I am looking to reduce my protein and then remove the DTT quickly using a desalting spin column for subsequent reactions. Does anyone know how long the disulfide bond will remain reduced?
It depends on each specific protein conformation, the number of disulphide bonds in the protein, the composition of the buffer it is dissolved in, the presence or absence of any detergents that might change the conformation of your protein, any reagents like urea or Guanidine-HCl, and the pH of the buffer. You can reduce the disulphide bonds with high concentration of the reducing agent (like 100 mM DTT) and then remove the excess of DTT by desalting spin column in the buffer containing freshly prepared 0.5 - 1.0 mM DTT at pH about 7.4. If your buffer has physiological pH and no other influencing reagents as above, you can be sure that all your Cys residues will remain in reduced conditions for at least about 2 hours.
If your goal is to reduce the disulfide bond in order to react the cysteine residues with something, you may wish to consider using TCEP instead of DTT. TCEP is compatible with maleimide chemistry, so you can reduce the disulfide and react the cysteines with a maleimide without removing the TCEP.
Thanks for the info Viktor Y Butnev and Adam B Shapiro. I was also considering TCEP but I absolutely need to remove it and learned that they sell TCEP immobilized beads. Assuming room temp and PBS buffer, I am hoping Cys will stay reduced for at least an hour after removing the TCEP.
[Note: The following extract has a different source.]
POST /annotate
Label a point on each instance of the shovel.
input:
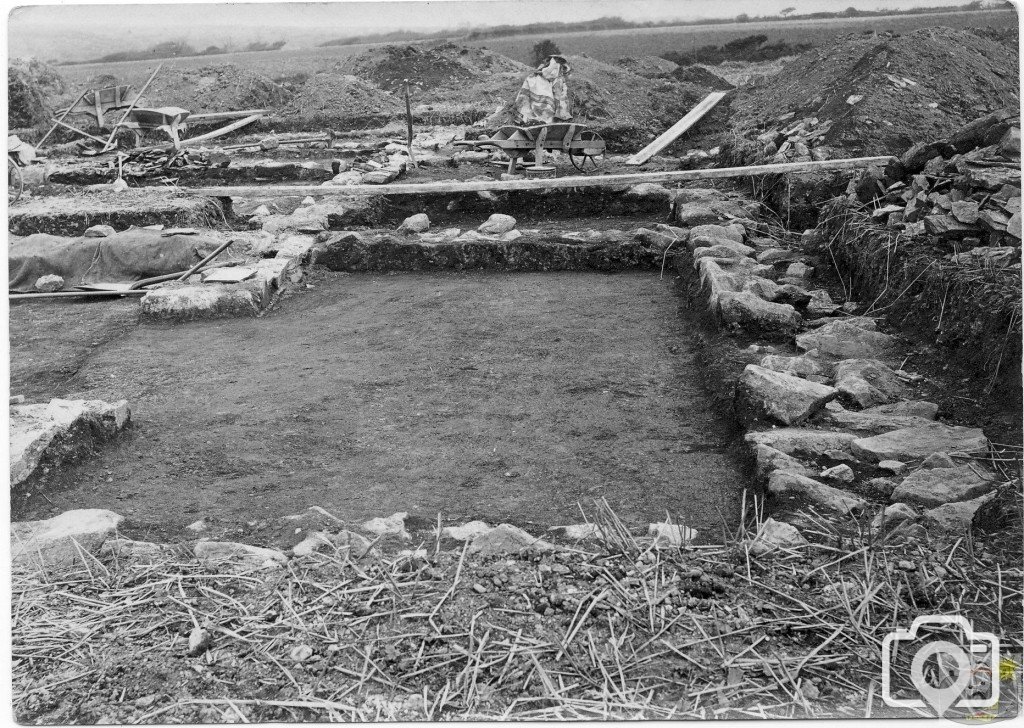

Keep in mind the solubility of your reduced protein at acidic conditions and the pKa of the thiols of proteinyl cysteines. Once the protein is reduced at ~pH8.5 then by lowering the pH to acidic conditions you protonate the sulfur atom so that electrons are not completely free for covalent bond formation and the oxidation rate drops tremendously; a way to stabilize the situation you're describing and then to process further. by re-adjusting the pH when needed. Is your reduced protein soluble ~pH 4.5?
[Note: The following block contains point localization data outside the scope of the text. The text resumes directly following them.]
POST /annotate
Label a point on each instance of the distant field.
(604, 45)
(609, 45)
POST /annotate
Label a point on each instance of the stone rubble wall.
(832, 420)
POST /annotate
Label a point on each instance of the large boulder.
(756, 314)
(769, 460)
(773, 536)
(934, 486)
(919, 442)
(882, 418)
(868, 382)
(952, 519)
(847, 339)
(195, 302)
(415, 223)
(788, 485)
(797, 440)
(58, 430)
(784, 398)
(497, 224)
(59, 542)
Thanks for the info @Grant Shimamoto. My protein is not stable at pH 4.5. I would like to keep it at pH 7.4 after removing the TCEP. Were you thinking along the lines of buffer exchanging out the PBS after TCEP treatment for a low pH buffer to keep it resistant to oxidation for a little longer?
And one downside of TCEP that it's not very stable in phosphate buffers, especially at neutral pH, which is exactly what I have here. I don't have to use this combo of buffer and pH but prefer to keep conditions close to physiological
The assumption was that you were still going to use the spin columns and soluble reducing agent. So after the reduction with whichever reagent you select the idea is to equilibrate the spin column in vacuum/helium purged buffer that's in the acidic pH range, maybe pH ~5.5 to ~7 if you want to be closer to physiological (The protein is already denatured if the disulfides are broken and many commercial proteins are liquid-formulated at pH 5 for stability.) The eluate can then be stored under vacuum (don't purge due to foaming denaturation/shear) until you're ready for the next reaction with pH re-adjustment. I doubt you'll have any oxidation This works for caspase 3 after the DTT is removed and is stable for days at 5C; even more, it works for the cleavage reaction as well when undesirable traces of DTT can reduce the cleavable target protein that has labile disulfides. Immediately after the spin column you might check your product with Ellman's reagent and then check again just before the next reaction if you want to get really analytical about disulfide re-formation. Also check with RP-HPLC. If checking with SDS-PAGE non-reducing be sure you include NEM or IAA in the sample loading buffer to prevent in situ re-oxidation.
Solid phase phosphines is convenient but be sure there is no loss in SN2 reducing efficiency and no re-oxidation during the reaction time course (maybe 1 hr at 25C, might need chaotropes) at your protein concentration. Be cautious of side reactions: Journal of the American Society for Mass Spectrometry, Volume 21, Issue 5, May 2010, pg 837–844. If you proceed with cysteine stabilization through pH post reduction, you probably would forego spin columns but instead use a buffer system of MES or Bis-Tris for your entire procedure because it would allow pH readjustment in the relevant range. Phosphines have a broad working pH range due to utilization of water rather than thiols. Another possible approach would be sulfitolysis and then use your spin column afterwards. The sulfhydryl adduction is highly reversible once you're ready for the next reaction.
It might be tricky to get the TCEP concentration just right. Another approach is to use immobilized TCEP, which can be removed after the reduction step:
Still another way is to use dithiothreitol, then after the reduction is done, add N-ethylmaleimide in slight molar excess over thiols to consume the remaining thiol groups.